5. Assignment: This Agreement is assignable only with the written permission of INGEN.
6. Amendment: This Agreement is the full and complete, integrated agreement of the parties, merging and superseding all previous written and/or oral agreements and representations between and among the parties, and is amendable in writing upon the agreement of all concerned parties. All attachments hereto, if any, are deemed to be a part hereof.
7. Interpretation: This Agreement shall be interpreted as if jointly drafted by the parties. It shall be governed by the laws of the State of California applicable to contracts made to be performed entirely therein.

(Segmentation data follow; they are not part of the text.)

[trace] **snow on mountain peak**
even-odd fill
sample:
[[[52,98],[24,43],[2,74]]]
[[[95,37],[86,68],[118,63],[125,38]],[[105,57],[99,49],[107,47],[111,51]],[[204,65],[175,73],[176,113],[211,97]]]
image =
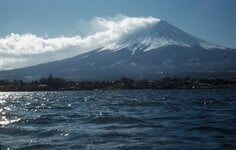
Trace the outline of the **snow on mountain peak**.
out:
[[[225,49],[222,46],[196,38],[171,24],[158,19],[158,21],[152,24],[146,24],[145,26],[136,28],[136,30],[129,32],[128,34],[124,34],[119,41],[108,44],[101,50],[109,49],[117,51],[122,48],[129,48],[133,52],[138,49],[149,51],[169,45],[184,47],[199,46],[205,49]]]

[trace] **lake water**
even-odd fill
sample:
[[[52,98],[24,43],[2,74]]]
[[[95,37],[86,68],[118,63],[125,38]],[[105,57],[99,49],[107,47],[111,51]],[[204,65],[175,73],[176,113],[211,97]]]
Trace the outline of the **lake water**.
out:
[[[0,144],[236,149],[236,89],[0,92]]]

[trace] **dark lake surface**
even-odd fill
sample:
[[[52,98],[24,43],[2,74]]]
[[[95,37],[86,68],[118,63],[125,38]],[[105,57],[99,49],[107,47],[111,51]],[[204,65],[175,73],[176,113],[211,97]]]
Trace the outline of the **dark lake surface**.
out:
[[[0,149],[236,149],[236,89],[0,92]]]

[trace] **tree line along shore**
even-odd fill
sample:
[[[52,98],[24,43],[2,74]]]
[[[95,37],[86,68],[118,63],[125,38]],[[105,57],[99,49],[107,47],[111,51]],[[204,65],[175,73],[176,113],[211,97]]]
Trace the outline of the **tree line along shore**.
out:
[[[72,91],[122,89],[210,89],[236,88],[236,80],[163,77],[161,80],[68,81],[49,75],[36,81],[0,80],[0,91]]]

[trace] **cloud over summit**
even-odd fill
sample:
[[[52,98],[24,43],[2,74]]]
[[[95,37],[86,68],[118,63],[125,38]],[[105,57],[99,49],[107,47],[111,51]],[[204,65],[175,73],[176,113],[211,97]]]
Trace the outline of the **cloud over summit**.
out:
[[[0,38],[0,70],[76,56],[119,41],[123,36],[159,21],[153,17],[97,17],[90,24],[98,30],[85,37],[76,35],[45,38],[30,33],[11,33]]]

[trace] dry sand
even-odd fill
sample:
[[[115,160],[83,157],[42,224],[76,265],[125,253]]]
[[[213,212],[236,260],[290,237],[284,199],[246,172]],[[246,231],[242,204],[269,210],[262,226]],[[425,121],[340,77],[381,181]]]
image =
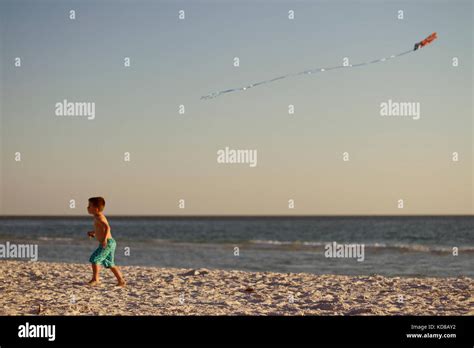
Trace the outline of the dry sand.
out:
[[[471,278],[405,278],[0,261],[0,315],[474,315]],[[403,301],[400,301],[403,296]]]

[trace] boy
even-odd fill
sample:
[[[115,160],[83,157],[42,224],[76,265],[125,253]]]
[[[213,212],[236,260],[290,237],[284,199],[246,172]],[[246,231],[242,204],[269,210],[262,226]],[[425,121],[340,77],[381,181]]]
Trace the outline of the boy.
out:
[[[92,263],[92,280],[90,285],[99,284],[100,265],[110,268],[117,278],[117,286],[125,286],[125,280],[120,270],[114,263],[115,240],[110,233],[110,226],[102,211],[105,207],[105,200],[102,197],[89,198],[87,212],[94,215],[94,231],[87,232],[89,237],[95,237],[99,241],[99,247],[94,251],[89,259]]]

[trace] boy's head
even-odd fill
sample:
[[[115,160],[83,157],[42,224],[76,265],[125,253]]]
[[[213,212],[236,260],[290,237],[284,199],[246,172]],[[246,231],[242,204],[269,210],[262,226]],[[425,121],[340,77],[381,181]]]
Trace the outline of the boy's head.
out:
[[[89,205],[87,206],[87,212],[89,214],[98,214],[104,210],[105,199],[102,197],[91,197],[89,198]]]

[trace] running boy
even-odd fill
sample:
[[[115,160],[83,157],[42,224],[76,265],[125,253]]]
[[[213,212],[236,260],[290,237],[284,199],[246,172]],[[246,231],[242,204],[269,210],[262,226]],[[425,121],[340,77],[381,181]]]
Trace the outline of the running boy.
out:
[[[87,232],[89,237],[95,237],[99,241],[99,247],[92,253],[89,262],[92,263],[92,280],[90,285],[99,283],[100,266],[110,268],[117,278],[118,286],[125,286],[125,280],[120,273],[120,270],[115,266],[115,240],[110,233],[110,226],[102,213],[105,207],[105,200],[102,197],[89,198],[89,205],[87,212],[94,215],[94,231]]]

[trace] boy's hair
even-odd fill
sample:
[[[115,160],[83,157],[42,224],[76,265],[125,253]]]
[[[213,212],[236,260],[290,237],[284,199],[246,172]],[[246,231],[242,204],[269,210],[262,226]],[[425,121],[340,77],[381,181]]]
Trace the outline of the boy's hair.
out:
[[[99,209],[99,211],[104,210],[105,207],[105,199],[102,197],[91,197],[89,198],[89,202],[96,208]]]

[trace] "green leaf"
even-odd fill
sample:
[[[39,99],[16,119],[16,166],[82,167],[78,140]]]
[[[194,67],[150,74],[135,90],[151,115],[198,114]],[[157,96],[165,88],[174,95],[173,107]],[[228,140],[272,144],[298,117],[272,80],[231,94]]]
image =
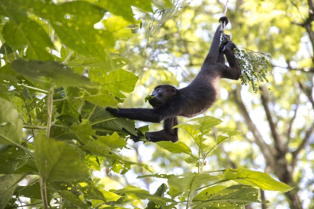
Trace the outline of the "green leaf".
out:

8. Enforcement: If the parties cannot settle a dispute between them in a timely fashion, either party may file for arbitration within San Bernardino County, California. Arbitration shall be governed by the rules of the American Arbitration Association. The arbitrator(s) may award reasonable attorneys fees and costs to the prevailing party. Either party may apply for injunctive relief or enforcement of an arbitration decision in a court of competent jurisdiction within San Bernardino County, California.
9. Counterparts: This Agreement may be executed in counterparts each of which shall be deemed an original and all of which together shall constitute one and the same agreement. Facsimile signatures shall be considered as valid and binding as original signatures.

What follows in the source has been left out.